Saturday, April 4, 2015

The Ferguson Police Department's treatment of African-Americans was normal

Before I begin my posts about the Ferguson incident, I will devote one post here to the Obama Administration's argument that the false version of events about the incident was accepted so readily because the Ferguson Police Department ticketed African-Americans disproportionately for traffic violations and other minor offenses.

Against that argument, I offer two objections:

1) The false version of events was accepted readily by millions of Americans who live far from Ferguson and never were subjected to that city's ticketing.

2) The Ferguson Police Department's treatment of African-Americans was normal. Practically every police department in the USA arrests and punishes African-Americans disproportionately. That is because African-Americans commit crimes disproportionately.

The newspaper USA Today found at least 1,581 police departments with worse statistics.
• Blacks are more likely than others to be arrested in almost every city for almost every type of crime. Nationwide, black people are arrested at higher rates for crimes as serious as murder and assault, and as minor as loitering and marijuana possession.

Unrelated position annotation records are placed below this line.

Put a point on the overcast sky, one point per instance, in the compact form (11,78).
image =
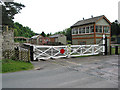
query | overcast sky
(57,15)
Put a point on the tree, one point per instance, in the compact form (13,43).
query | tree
(67,33)
(9,9)
(43,34)
(115,28)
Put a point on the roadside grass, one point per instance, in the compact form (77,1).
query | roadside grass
(113,50)
(9,65)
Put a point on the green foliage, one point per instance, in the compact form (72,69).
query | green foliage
(43,34)
(67,33)
(115,28)
(9,65)
(9,9)
(20,30)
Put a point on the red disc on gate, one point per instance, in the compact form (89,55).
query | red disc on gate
(62,51)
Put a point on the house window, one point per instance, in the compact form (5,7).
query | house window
(82,42)
(83,30)
(79,30)
(76,31)
(99,29)
(87,29)
(73,31)
(91,29)
(106,29)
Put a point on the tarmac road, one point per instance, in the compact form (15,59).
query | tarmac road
(82,72)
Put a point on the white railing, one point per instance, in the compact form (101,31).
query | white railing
(46,52)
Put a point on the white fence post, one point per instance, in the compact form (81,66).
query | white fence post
(103,44)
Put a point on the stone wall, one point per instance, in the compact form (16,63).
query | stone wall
(0,43)
(7,39)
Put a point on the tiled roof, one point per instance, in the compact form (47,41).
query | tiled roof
(57,35)
(87,21)
(33,37)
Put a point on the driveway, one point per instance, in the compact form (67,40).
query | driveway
(81,72)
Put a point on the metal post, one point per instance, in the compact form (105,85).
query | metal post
(31,53)
(110,50)
(103,44)
(116,50)
(17,53)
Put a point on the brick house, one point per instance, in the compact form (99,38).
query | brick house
(39,40)
(58,39)
(90,31)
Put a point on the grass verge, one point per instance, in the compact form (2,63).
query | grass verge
(9,65)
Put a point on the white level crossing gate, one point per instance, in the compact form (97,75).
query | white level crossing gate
(47,52)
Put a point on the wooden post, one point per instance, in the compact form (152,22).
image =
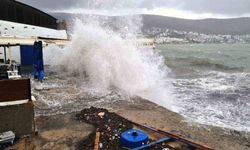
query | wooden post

• Arrest rates are particularly lopsided in some pockets of the country, including St. Louis' Missouri suburbs near Ferguson. In St. Louis County alone, more than two dozen police departments had arrest rates more lopsided than Ferguson's. In nearby Clayton, Mo., for example, only about 8% of residents are black, compared with about 57% of people the police arrested, according to the city's FBI reports. ....
• Deep disparities show up even in progressive university towns. USA Today found police in Berkeley, Calif., and Madison, Wis., arrested black people at a rate more than nine times higher than members of other racial groups. Madison Police Chief Michael Koval said most of the arrests happen in the poorest sections of the city, which are disproportionately black, and where some residents have pleaded for even more police presence. ....

• Arrest rates are lopsided almost everywhere. Only 173 of the 3,538 police departments USA Today examined arrested black people at a rate equal to or lower than other racial groups .

Steve Sailer in his blog provided several graphs showing that Ferguson's arrest rates for African-Americans is normal in Saint Louis County and in Missouri as a state.

 Sailer explains the above graph:
Ferguson is not an outlier, at least not by this fundamental metric commonly used by academics, legislators and federal officials. The Disparity Index, as it’s called, shows that over the most recent ten years for which data are available, on average it’s not even slightly unusual for police at the municipal and county levels, and statewide, to stop black drivers disproportionately—at uncannily similar rates of disproportion.
Put another way, all else equal, police in Missouri generally stop black drivers about 40-55% more frequently than the African American portion of the driving- age population would predict under random conditions. (That presupposes, thornily, that (a) traffic enforcement should be random; and (b) that the underlying driving and criminal behavior of motorists does not vary substantially across different racial groups or neighborhoods.) Nonetheless, by this popular-if-flawed scholarly standard, it seems Ferguson’s police department even compares well.

Sailer explains the above graph:
So perhaps Ferguson Police Department as an agency has exhibited bias by arresting a substantially greater portion of stopped black motorists than comparable law enforcement agencies?

Nope. Here, too, Ferguson PD’s performance is right on pace with County and statewide norms.
Sailer provides another graph:

Sailer explains the above graph as follows:
This graph showing that Ferguson, Missouri’s ratio of black arrest rates to white arrest rates (2.8 to 1) ranks Ferguson 1,582nd out of 3,538 municipalities tabulated by USA Today from FBI statistics.

The vertical axis shows black / white arrest ratios in log scale. The horizontal axis shows the ranking of municipalities from 1st to 3,538th.

The red dot represents notoriously “anomalous” Ferguson.

The abnormal feature of the Ferguson incident was not the ticketing in that town.

Rather, the abnormal feature was that a few self-proclaimed eyewitnesses there were able to lie about a particular incident convincingly and effectively through the mass media.